言葉のてびき
教育出版株式会社 編集局
Q17
「鼓」は「つづみ」か「つずみ」か
「鼓」は,現代仮名遣いでは「つづみ」と書き表す。
昭和61年7月1日告示の「現代仮名遣い」の「第2 特定の語については,表記の慣習を尊重して,次のように書く。」の中に,
5 次のような語は,「ぢ」「づ」を用いて書く。
(1)同音の連呼によって生じた「ぢ」「づ」
例ちぢみ(縮)ちぢむちぢれるちぢこまる
つづみ(鼓)つづらつづく(続)
つづめる(約)つづる(綴)
[注意]「いちじく」「いちじるしい」は,この例にあたらない。
と,示されている。
「現代仮名遣い」は,「前書き」に「1 この仮名遣いは,語を現代語の音韻に従って書き表すことを原則とし,一方,表記の慣習を尊重して一定の特例を設けるものである。」と記し,原則として「じ」「ず」を用いることにしている(「ぢ」「づ」は「第2に示す場合にだけ用いる」とされている)。

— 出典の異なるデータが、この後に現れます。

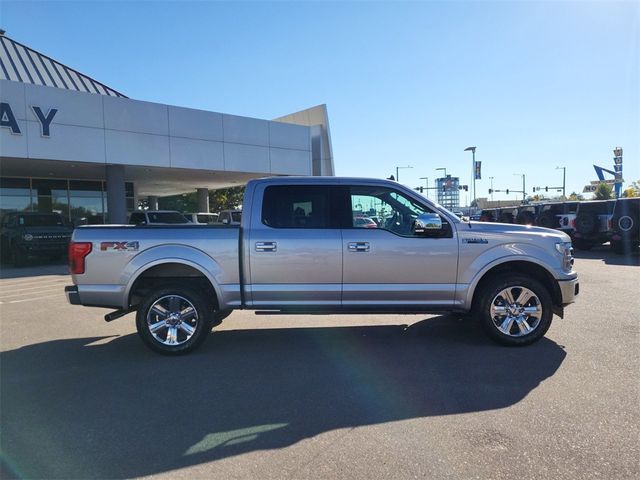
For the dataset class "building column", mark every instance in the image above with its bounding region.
[107,165,127,223]
[147,195,158,210]
[198,188,209,213]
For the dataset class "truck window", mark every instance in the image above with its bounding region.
[350,186,434,236]
[262,185,335,228]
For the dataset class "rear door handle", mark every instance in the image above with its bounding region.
[256,242,278,252]
[349,242,370,252]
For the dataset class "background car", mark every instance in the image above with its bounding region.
[129,210,191,225]
[183,212,219,225]
[609,198,640,254]
[218,210,242,225]
[573,200,616,250]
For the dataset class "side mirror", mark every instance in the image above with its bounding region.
[412,213,442,235]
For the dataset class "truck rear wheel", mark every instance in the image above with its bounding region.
[136,286,213,355]
[475,275,553,346]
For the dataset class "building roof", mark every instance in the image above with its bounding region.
[0,30,127,98]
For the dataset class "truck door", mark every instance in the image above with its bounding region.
[341,186,458,309]
[247,185,342,308]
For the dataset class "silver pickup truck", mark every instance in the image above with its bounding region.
[66,177,578,354]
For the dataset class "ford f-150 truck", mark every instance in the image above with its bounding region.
[66,177,578,354]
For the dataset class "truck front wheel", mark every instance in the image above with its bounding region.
[475,275,553,346]
[136,286,213,355]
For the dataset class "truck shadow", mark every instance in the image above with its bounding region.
[0,317,566,478]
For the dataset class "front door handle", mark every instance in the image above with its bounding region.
[349,242,370,252]
[256,242,278,252]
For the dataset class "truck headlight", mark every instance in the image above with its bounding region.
[556,242,573,273]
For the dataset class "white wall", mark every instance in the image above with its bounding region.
[0,80,312,175]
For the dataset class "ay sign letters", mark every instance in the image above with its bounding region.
[0,102,58,137]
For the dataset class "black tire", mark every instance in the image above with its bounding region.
[498,213,513,223]
[11,245,28,267]
[614,215,639,238]
[610,237,638,255]
[474,274,553,347]
[136,285,214,355]
[573,238,593,250]
[211,310,233,328]
[536,211,560,228]
[576,213,598,235]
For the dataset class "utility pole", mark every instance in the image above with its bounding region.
[464,147,476,203]
[514,173,527,203]
[556,167,567,200]
[396,165,413,183]
[420,177,429,198]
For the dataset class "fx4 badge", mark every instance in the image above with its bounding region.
[100,242,140,252]
[462,238,489,243]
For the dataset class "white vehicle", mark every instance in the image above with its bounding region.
[218,210,242,225]
[184,212,219,225]
[129,210,191,225]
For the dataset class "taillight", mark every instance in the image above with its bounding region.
[69,242,92,275]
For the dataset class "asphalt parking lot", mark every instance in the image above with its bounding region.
[0,249,640,479]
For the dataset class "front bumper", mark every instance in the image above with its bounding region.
[558,277,580,306]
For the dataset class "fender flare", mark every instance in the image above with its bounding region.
[464,249,558,308]
[121,244,222,308]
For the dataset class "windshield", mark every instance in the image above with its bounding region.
[416,192,462,222]
[147,212,188,223]
[18,214,64,227]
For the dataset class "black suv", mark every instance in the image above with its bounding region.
[610,198,640,254]
[0,212,73,267]
[573,200,616,250]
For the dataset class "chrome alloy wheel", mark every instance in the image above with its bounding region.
[147,295,199,346]
[491,286,542,337]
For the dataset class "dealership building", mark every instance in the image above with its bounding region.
[0,32,334,223]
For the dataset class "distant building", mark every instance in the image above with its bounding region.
[0,30,334,223]
[436,175,460,210]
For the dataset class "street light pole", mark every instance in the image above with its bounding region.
[556,167,567,200]
[396,165,413,183]
[420,177,429,198]
[464,147,476,203]
[514,173,527,203]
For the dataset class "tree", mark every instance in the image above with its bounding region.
[209,185,244,212]
[594,182,613,200]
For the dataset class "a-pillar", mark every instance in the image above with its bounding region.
[147,195,158,210]
[106,165,127,223]
[198,188,209,213]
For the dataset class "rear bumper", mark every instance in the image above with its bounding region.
[64,285,82,305]
[558,277,580,306]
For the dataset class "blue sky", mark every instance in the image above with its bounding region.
[0,1,640,200]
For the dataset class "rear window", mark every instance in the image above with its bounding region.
[18,214,64,227]
[196,215,218,223]
[262,185,332,228]
[147,212,187,224]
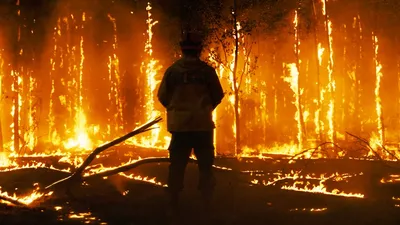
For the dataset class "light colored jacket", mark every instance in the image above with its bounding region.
[158,57,224,132]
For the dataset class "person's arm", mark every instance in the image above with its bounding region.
[209,68,224,109]
[157,69,171,108]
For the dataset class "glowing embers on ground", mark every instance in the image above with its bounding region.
[251,171,364,198]
[0,183,53,205]
[54,210,107,225]
[289,208,328,212]
[381,174,400,184]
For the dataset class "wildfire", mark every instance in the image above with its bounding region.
[0,187,53,205]
[128,3,169,149]
[370,36,385,154]
[283,63,303,152]
[251,171,364,198]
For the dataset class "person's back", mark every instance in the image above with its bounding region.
[158,30,224,222]
[160,56,223,132]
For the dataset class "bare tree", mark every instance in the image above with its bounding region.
[202,0,258,155]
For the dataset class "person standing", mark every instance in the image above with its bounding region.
[157,29,224,214]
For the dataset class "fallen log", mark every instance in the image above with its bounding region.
[45,117,162,189]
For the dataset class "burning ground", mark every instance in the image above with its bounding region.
[0,0,400,224]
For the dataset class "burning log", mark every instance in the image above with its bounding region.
[45,117,162,189]
[0,196,27,206]
[83,157,170,180]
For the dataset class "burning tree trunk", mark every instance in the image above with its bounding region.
[0,54,4,152]
[232,0,241,155]
[312,0,322,141]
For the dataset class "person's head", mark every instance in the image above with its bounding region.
[179,32,203,57]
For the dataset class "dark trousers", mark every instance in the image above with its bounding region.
[168,131,215,194]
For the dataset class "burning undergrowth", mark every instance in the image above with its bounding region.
[0,0,400,223]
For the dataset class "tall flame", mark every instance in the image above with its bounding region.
[371,36,385,151]
[134,2,168,148]
[108,14,123,132]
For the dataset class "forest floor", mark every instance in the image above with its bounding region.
[0,147,400,225]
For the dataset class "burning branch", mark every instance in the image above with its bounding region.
[45,117,162,189]
[346,132,400,161]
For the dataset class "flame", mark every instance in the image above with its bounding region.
[252,171,364,198]
[0,187,53,205]
[132,2,165,149]
[107,14,123,133]
[370,36,385,149]
[283,63,303,151]
[282,181,364,198]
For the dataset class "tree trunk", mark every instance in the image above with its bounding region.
[232,0,241,155]
[324,0,336,142]
[312,0,323,142]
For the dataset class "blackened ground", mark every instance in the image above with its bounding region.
[0,156,400,225]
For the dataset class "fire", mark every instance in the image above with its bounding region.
[370,36,385,153]
[128,3,169,149]
[282,181,364,198]
[0,187,53,205]
[107,14,123,133]
[283,63,303,151]
[252,171,364,198]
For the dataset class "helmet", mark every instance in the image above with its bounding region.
[179,31,202,50]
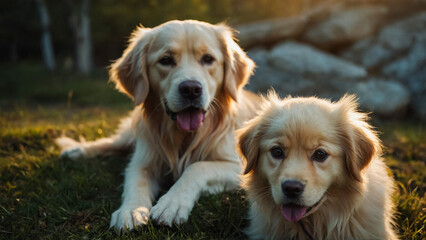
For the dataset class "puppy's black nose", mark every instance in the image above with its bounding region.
[179,80,203,100]
[281,180,305,198]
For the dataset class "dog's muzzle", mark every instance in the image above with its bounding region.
[165,103,206,132]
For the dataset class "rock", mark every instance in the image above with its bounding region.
[268,41,367,78]
[247,47,269,67]
[382,35,426,81]
[246,66,315,97]
[236,16,308,48]
[303,6,388,47]
[348,78,410,116]
[341,12,426,69]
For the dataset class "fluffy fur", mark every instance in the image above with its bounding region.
[57,20,258,232]
[238,93,396,239]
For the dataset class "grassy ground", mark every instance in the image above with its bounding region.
[0,64,426,239]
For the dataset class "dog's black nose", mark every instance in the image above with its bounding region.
[281,180,305,198]
[179,80,203,99]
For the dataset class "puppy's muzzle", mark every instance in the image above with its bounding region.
[281,180,305,199]
[179,80,203,100]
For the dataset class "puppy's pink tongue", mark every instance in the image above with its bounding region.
[281,204,306,222]
[176,108,204,131]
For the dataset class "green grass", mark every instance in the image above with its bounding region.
[0,64,426,239]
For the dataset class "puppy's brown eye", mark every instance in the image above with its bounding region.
[158,56,176,66]
[312,149,328,162]
[201,54,214,65]
[269,147,284,159]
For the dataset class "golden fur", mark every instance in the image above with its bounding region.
[238,93,396,239]
[57,20,258,231]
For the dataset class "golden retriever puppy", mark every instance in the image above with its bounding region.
[57,20,258,232]
[238,94,396,239]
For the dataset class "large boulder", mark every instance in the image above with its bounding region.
[341,12,426,119]
[268,41,367,78]
[341,12,426,68]
[303,6,388,48]
[348,78,410,116]
[246,41,410,117]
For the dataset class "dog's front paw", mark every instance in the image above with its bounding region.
[151,192,194,227]
[60,147,86,160]
[109,207,149,234]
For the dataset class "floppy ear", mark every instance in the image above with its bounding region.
[217,24,255,101]
[109,27,151,105]
[336,95,382,182]
[236,116,261,174]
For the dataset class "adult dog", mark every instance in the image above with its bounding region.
[238,94,396,239]
[57,20,258,231]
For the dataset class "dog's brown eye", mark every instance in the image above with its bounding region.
[158,56,176,66]
[312,149,328,162]
[201,54,214,65]
[269,147,284,159]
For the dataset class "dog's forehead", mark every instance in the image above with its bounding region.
[152,21,220,51]
[265,104,336,142]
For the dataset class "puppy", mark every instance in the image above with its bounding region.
[57,20,258,232]
[238,93,396,239]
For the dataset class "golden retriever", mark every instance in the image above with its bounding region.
[237,93,396,239]
[57,20,258,232]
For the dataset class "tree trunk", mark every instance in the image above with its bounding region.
[36,0,55,71]
[66,0,93,74]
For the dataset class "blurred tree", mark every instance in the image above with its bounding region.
[36,0,55,71]
[65,0,93,74]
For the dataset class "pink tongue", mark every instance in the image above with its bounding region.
[177,108,204,131]
[281,204,306,222]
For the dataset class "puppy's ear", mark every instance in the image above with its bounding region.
[216,24,255,101]
[236,116,262,174]
[109,27,151,105]
[336,95,382,182]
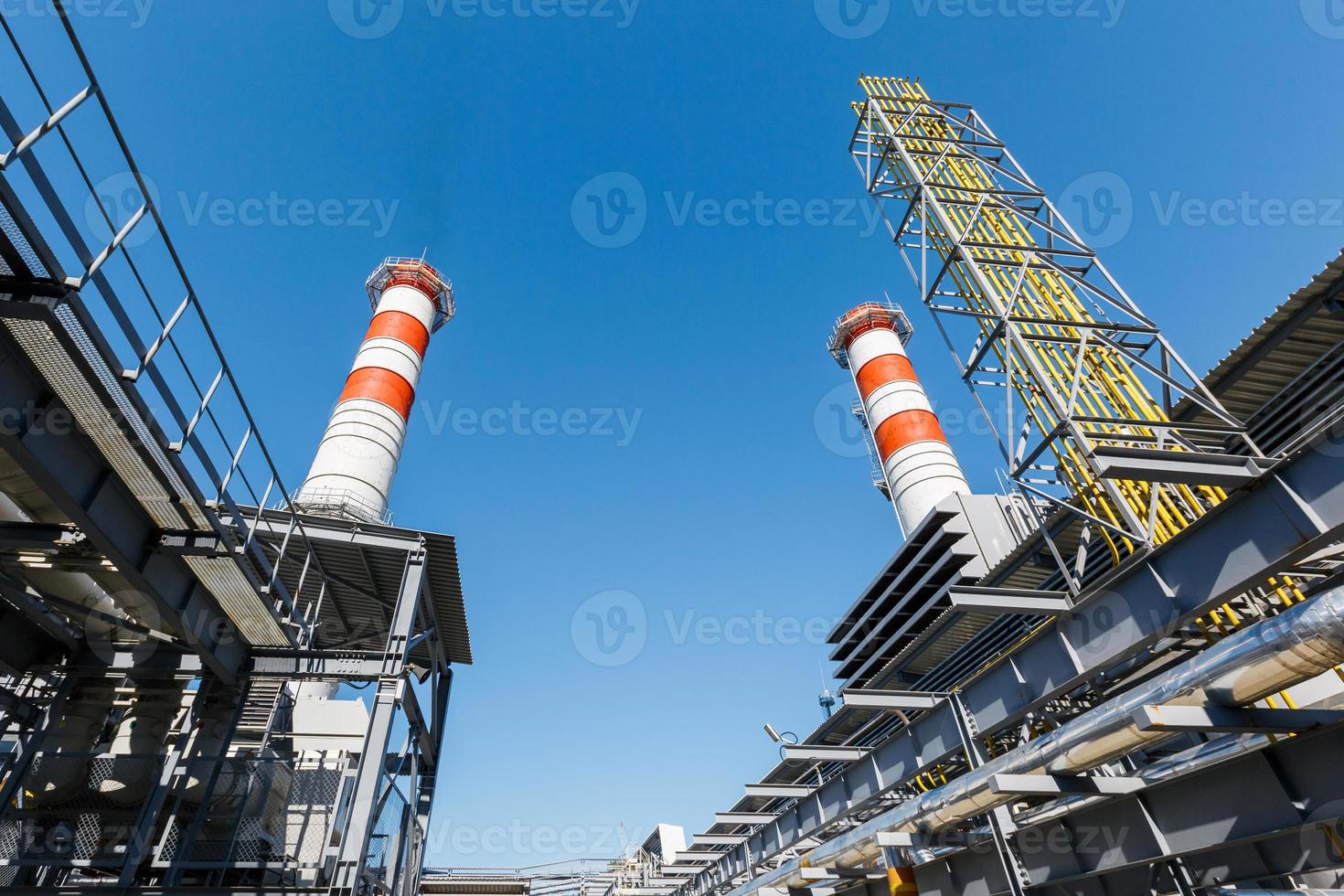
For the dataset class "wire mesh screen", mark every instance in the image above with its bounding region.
[0,752,163,881]
[364,776,410,887]
[156,759,346,868]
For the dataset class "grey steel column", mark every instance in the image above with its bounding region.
[331,549,425,893]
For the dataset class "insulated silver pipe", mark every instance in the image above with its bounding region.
[730,589,1344,896]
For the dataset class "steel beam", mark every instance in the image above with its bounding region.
[684,435,1344,895]
[1093,446,1275,489]
[990,775,1145,796]
[783,744,869,762]
[947,586,1074,616]
[840,688,946,709]
[714,811,775,825]
[332,550,425,895]
[746,784,816,798]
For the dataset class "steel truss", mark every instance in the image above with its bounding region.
[676,421,1344,896]
[851,78,1259,591]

したがって「つづみ」の「づ」のように同音の連呼によって生じた「ぢ」「づ」は,「ぢ」「づ」と書き表す慣習が定着した,特例とみなされているわけである。
ただし,注記にあるように,「いちじく」「いちじるしい」は,歴史的仮名遣いでも,「いちじく」「いちじるしい」と書き表しており,同音の連呼とは認められず,現代仮名遣いの原則にのっとり,「いちじく」「いちじるしい」(結果として歴史的仮名遣いと同じ。)と書き表すわけである。
なお,Q15(「鼻血」は「はなぢ」か「はなじ」か)で述べたように,二語の連合によって生じた「づ」も,「ず」ではなく「づ」と書き表すわけであるが,その語例として「現代仮名遣い」に掲げられているものは,次のとおりである。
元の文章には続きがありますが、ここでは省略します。